The trigger, of course, was Donald Trump's renewed threats in January to take Greenland "the hard way." European capitals had been quietly alarmed since the 2024 US election, but the moment that reportedly crystallised the crisis was the 3 January US attack on Venezuela. The day after, Trump declared that the US needed Greenland "very badly." The day after that, Danish Prime Minister Mette Frederiksen said a US attack on a NATO ally would mean the end of the alliance itself, and of the entire post-war security order.
Europe's response was swift and, by the standards of European defence coordination, almost shockingly decisive. An advance command of Danish, French, German, Norwegian and Swedish soldiers landed in Greenland, followed by a main force including elite troops. Danish fighter jets were scrambled. A French naval vessel headed toward the North Atlantic. The goal, according to DR's sources, was deliberate: put as many different national flags on Greenlandic soil as possible, so that any US move to occupy it would require Washington to commit a hostile act against multiple NATO allies simultaneously.

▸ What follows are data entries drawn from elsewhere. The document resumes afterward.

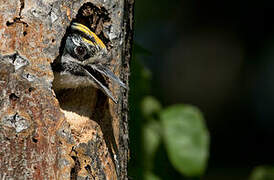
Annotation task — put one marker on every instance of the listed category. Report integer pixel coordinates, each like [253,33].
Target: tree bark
[72,134]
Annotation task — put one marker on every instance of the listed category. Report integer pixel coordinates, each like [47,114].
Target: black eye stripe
[80,50]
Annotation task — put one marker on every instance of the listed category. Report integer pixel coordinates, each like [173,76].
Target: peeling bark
[72,134]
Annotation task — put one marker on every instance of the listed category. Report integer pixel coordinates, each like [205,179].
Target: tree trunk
[72,134]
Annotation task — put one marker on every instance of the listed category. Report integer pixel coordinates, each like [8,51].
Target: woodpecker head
[83,62]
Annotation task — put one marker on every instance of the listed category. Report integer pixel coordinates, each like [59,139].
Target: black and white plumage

"We have not been in such a situation since April 1940," says a Danish defence source, referring to the Nazi occupation of Denmark. The comparison was not made lightly. Amid all this, a remarkable thing happened: Europe got its act together. Secret talks between European leaders (which DR says began immediately after the 2024 US election) reportedly brought the continent to a new level of strategic cohesion. An unnamed senior French official told the broadcaster that the Greenland crisis was a turning point: "Europe realised once and for all that we need to be able to take care of our own security."